Contrasting scoria soils around Randazzo
The Passopisciaro winery of Andrea Franchetti sits at 100 metres above sea level above the town of Passopisciaro in the district of Castiglione di Sicilia. Franchetti arrived in 2000 and set about restoring the old abandoned terraces of vines, replanting at a density of 12,000 wines per hectare. My visit to Vini Franchetti was an excellent re-acquaintance with the grape and object lesson in different Contrada expressions. Franchetti makes six different wines focused on Nerello Mascalese, of which five are distinct Contrada wines or crus. I first tasted the Passorosso 2017 which blends from different altitudes and terroirs to render an archetypical expression. Light ruby in the glass with a pale rim, it displayed aromas of sandalwood and a whiff of eucalypt overlaying red cherry fruit. On the palate, lovely juicy red cherry and strawberry flavours with smooth tannins, and some licorice finishing long with a distinctive minerality.

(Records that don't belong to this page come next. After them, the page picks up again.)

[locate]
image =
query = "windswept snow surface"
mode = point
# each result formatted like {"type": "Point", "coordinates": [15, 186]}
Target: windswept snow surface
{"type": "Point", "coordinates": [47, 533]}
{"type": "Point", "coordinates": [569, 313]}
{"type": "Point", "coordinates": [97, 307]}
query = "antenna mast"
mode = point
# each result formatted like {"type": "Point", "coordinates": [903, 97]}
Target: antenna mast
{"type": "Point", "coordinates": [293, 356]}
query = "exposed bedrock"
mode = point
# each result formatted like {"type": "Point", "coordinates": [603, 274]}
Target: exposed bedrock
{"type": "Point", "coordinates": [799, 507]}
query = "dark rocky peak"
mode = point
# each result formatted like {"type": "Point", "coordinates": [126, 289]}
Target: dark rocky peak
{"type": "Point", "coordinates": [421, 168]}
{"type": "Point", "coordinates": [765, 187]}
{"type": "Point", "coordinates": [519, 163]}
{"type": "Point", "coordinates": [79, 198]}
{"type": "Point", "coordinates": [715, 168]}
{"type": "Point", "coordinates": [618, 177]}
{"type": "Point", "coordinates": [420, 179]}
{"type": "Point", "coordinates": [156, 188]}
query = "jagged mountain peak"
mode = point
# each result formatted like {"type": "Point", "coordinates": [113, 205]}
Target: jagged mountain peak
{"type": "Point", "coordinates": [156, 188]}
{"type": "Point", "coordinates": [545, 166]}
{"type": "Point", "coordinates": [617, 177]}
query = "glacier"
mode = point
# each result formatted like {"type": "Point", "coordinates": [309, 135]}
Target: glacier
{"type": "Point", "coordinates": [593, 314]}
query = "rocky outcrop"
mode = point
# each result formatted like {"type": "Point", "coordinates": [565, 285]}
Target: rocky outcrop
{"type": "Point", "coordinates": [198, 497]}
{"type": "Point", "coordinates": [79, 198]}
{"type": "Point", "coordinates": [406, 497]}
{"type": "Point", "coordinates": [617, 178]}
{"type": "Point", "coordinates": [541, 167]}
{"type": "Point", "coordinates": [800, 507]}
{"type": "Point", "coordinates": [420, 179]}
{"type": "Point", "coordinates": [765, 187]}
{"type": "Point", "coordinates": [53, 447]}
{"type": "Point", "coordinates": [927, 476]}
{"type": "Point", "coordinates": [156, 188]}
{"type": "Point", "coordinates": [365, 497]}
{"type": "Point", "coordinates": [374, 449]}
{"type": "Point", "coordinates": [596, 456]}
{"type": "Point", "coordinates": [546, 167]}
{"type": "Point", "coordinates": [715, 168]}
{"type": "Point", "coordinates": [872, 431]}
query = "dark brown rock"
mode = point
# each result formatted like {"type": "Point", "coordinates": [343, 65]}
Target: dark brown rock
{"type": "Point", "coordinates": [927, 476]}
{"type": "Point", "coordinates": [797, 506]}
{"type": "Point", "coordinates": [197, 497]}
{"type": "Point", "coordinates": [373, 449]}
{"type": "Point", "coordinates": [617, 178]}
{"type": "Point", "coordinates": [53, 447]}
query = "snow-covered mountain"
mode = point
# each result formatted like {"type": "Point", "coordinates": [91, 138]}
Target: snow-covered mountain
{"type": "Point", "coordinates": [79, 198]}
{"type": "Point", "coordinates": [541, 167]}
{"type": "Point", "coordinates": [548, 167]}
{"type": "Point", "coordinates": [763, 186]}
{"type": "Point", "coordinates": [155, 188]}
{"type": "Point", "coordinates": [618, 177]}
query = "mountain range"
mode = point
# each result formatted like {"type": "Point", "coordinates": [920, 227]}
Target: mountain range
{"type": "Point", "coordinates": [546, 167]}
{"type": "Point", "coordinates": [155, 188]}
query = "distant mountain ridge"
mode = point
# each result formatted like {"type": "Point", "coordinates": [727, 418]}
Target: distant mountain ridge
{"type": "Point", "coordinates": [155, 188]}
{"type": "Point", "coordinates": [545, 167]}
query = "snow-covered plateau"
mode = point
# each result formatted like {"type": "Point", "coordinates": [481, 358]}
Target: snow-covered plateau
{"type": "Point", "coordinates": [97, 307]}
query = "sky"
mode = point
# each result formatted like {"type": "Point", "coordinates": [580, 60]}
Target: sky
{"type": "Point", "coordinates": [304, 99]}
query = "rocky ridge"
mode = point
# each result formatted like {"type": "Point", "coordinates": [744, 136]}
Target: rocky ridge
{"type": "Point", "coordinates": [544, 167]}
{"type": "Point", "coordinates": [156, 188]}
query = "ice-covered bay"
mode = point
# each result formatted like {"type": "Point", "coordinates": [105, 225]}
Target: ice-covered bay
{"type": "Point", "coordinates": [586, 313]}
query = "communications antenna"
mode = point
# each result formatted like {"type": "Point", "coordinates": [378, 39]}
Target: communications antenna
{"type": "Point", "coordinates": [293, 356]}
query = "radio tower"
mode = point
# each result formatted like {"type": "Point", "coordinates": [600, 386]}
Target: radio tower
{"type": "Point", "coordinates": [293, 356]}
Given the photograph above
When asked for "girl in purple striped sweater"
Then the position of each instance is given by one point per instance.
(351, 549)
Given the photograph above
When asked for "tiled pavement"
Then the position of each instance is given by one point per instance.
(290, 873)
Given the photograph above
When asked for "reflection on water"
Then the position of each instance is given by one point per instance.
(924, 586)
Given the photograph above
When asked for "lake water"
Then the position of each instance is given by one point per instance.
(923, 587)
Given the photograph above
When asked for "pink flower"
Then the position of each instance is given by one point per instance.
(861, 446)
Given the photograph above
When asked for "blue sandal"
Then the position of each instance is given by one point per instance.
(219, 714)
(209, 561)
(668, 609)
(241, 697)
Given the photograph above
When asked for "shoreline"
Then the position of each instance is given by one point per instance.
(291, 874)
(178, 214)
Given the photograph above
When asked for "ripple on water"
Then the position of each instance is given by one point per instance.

Next up was the Contrada Porcaria (P) 2021. From 90 year old vines grown at 650m in Contrada P located in the Feudo di Mezzo, this wine was medium ruby in the glass with a rich aromas of ripe cherries a hint of blackcurrant and a balsamic savoury edge. On the palate, sweet rich black cherry and crushed raspberry fruit with fresh acidity, and firm, slightly tarry tannins, notes of blood orange there as well, and finishes long with that lava-esque minerality.
The following was quite a contrast, Contrada Rampante (R) 2021, from 180 year old vines grown at 1000m + altitude on older, sandier and more oxidized lava soils. At the limits of vine cultivation on Etna it is harvested last of all the Franchetti contradas. This wine was much more reminiscent of Pinot Noir in style, paler than the P, with lifted aromas of violets and pot-pourri overlaying raspberry fruit and giving way to cedary herbal notes. On the palate, sour cherry and berry flavours with blood orange and brown spice accompanied by fresh acidity and silky tannins, and a long elegant finish with again a distinct lava-esque minerality.

The Franchetti Winery
I tasted other wines at Franchetti and after lunch at Campore, but the three wines described above are sufficient to give a hint of the excitement Nerello Mascalese has to offer. If you are a Barolo lover, you will enjoy the wines from the lower altitude contradas. If you lean to Pinot Noir, try the wines from the higher altitudes. If, like me, you enjoy both Barolo and Pinot Noir, and furthermore want to really get to know Nerello Mascalese on its own terms there are 142 contradas and multiple producers to keep you satisfied and still learning for many years to come!